Sherry was young when she and her siblings were taken from their family and placed in a home for ‘half-caste’ Aboriginal children in Darwin in the 1960s.
From the age of about four until she left the home at 15, she was emotionally and physically abused, including being hit on the tongue with a stick. The children were often told they would never amount to anything.
Sherry was also sexually abused at the home. She finds it very difficult to talk about the details of the abuse, due to the shame she associates with it. However she did disclose that her house mother regularly made her give her massages, particularly to her legs and feet, which Sherry considered grooming behaviour. She also talked of sexual abuse incidents in the shower but did not want to give any details.
If she was frightened Sherry would sometimes wet herself and then her house parents would make her stand with her wet underwear on her head, naked from the waist down in front of others, which she found humiliating. If she wet the bed she would be sent to a male house parent who would remove her underwear and cane her naked bottom.
Sherry said her education suffered from being in the home, and because of the way she was treated she had problems trusting people.
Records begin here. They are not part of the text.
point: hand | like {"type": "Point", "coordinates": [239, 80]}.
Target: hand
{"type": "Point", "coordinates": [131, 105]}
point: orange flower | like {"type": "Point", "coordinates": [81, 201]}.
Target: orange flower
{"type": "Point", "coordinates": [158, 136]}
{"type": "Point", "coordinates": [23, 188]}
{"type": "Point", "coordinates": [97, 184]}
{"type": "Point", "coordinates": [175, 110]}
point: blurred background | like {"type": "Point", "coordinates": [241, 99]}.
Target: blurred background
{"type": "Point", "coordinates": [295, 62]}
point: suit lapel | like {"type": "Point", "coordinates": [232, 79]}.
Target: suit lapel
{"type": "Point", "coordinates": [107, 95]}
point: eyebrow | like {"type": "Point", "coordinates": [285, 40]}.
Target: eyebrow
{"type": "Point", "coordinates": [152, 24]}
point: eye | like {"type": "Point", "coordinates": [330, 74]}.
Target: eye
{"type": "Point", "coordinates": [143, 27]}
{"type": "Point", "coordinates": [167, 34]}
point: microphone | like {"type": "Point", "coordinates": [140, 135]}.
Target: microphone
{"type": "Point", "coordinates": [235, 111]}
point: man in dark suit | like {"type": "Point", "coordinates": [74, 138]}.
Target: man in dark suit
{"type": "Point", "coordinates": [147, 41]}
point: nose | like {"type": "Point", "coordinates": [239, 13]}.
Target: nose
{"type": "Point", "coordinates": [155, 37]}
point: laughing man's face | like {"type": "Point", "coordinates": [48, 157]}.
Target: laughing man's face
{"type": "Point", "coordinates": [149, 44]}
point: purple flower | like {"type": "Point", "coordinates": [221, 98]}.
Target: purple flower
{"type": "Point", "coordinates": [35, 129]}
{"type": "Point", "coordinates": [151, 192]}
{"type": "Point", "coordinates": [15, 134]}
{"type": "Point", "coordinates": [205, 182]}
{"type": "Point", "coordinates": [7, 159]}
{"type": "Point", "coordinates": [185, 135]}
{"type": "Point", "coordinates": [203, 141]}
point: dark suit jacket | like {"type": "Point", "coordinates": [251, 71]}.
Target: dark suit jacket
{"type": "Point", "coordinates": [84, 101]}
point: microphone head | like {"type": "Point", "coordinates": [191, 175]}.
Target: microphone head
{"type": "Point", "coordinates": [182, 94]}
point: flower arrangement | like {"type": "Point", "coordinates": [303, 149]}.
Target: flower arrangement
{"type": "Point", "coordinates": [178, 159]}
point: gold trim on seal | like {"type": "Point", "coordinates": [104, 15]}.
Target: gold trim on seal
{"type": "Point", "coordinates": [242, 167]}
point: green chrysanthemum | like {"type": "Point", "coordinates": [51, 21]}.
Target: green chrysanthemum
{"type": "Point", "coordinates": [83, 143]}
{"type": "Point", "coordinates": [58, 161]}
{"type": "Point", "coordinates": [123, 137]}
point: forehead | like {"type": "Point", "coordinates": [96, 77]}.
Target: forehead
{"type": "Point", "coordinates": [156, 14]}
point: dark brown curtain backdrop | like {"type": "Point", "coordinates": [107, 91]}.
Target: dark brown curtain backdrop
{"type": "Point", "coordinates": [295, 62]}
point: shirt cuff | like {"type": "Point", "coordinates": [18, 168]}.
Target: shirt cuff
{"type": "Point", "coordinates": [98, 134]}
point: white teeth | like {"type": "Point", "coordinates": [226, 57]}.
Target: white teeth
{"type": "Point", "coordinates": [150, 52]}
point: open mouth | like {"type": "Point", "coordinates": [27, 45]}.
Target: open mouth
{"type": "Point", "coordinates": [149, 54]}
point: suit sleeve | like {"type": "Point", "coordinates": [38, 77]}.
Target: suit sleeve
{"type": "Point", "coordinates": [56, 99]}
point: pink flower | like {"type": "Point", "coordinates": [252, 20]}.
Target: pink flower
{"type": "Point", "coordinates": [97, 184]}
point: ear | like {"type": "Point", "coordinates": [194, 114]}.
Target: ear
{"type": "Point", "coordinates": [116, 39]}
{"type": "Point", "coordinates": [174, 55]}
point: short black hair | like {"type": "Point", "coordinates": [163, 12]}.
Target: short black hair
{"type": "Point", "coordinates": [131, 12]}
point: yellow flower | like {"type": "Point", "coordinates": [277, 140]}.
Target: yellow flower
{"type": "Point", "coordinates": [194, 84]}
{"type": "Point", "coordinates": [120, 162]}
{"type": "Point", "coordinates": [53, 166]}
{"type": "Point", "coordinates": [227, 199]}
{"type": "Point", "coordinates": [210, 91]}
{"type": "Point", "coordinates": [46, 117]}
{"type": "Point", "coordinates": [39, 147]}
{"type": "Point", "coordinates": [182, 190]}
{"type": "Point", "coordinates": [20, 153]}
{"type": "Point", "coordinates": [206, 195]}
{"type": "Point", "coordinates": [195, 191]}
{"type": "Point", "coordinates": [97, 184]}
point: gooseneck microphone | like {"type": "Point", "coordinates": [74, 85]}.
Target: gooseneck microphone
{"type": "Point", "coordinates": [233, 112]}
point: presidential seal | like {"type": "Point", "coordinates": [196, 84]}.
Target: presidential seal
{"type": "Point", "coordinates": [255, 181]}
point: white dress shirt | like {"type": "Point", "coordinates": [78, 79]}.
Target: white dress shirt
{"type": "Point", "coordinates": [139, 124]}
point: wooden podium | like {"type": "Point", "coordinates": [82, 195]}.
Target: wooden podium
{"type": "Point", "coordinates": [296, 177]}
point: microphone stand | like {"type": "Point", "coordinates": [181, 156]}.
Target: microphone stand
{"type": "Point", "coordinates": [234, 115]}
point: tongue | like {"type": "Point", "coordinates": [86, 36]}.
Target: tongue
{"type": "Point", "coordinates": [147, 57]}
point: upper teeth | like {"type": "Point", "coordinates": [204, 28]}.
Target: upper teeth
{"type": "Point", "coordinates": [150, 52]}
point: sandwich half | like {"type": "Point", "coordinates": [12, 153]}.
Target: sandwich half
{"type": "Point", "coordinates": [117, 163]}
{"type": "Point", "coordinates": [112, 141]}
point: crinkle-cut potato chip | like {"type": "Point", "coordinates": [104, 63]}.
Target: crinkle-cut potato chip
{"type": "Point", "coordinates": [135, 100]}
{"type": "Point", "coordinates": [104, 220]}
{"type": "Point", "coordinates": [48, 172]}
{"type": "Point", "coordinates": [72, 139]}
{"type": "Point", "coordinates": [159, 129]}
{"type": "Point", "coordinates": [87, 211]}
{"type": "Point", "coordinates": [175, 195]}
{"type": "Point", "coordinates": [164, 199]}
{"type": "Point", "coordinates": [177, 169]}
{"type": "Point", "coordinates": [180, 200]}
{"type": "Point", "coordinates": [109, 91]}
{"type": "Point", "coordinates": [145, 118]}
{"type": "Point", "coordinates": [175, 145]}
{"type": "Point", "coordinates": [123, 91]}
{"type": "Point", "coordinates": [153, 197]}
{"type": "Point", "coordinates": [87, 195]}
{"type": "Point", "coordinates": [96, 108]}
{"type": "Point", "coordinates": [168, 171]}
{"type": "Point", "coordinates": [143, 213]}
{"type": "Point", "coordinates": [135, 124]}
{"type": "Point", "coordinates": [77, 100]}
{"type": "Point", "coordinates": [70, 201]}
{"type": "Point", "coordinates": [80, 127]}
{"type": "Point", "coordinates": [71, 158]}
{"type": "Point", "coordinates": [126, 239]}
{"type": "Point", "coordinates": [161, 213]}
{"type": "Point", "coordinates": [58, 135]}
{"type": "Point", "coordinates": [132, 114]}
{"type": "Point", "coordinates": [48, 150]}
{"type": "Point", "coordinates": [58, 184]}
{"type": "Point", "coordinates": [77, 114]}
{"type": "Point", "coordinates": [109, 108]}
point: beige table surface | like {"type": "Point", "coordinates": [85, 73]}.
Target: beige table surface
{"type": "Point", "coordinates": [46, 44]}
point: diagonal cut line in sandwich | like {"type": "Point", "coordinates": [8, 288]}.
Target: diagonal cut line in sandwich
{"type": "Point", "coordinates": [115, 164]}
She still experiences panic attacks sometimes, but she no longer uses alcohol to cope.
She hasn’t sought compensation for what happened to her, and she doesn’t have any help from counsellors or doctors, so she was happy to get some advice on how to change that. But she does get a lot of support and pleasure from her children and many grandchildren. She told the Commissioner that her main wish was to stop what happened to her from happening to others.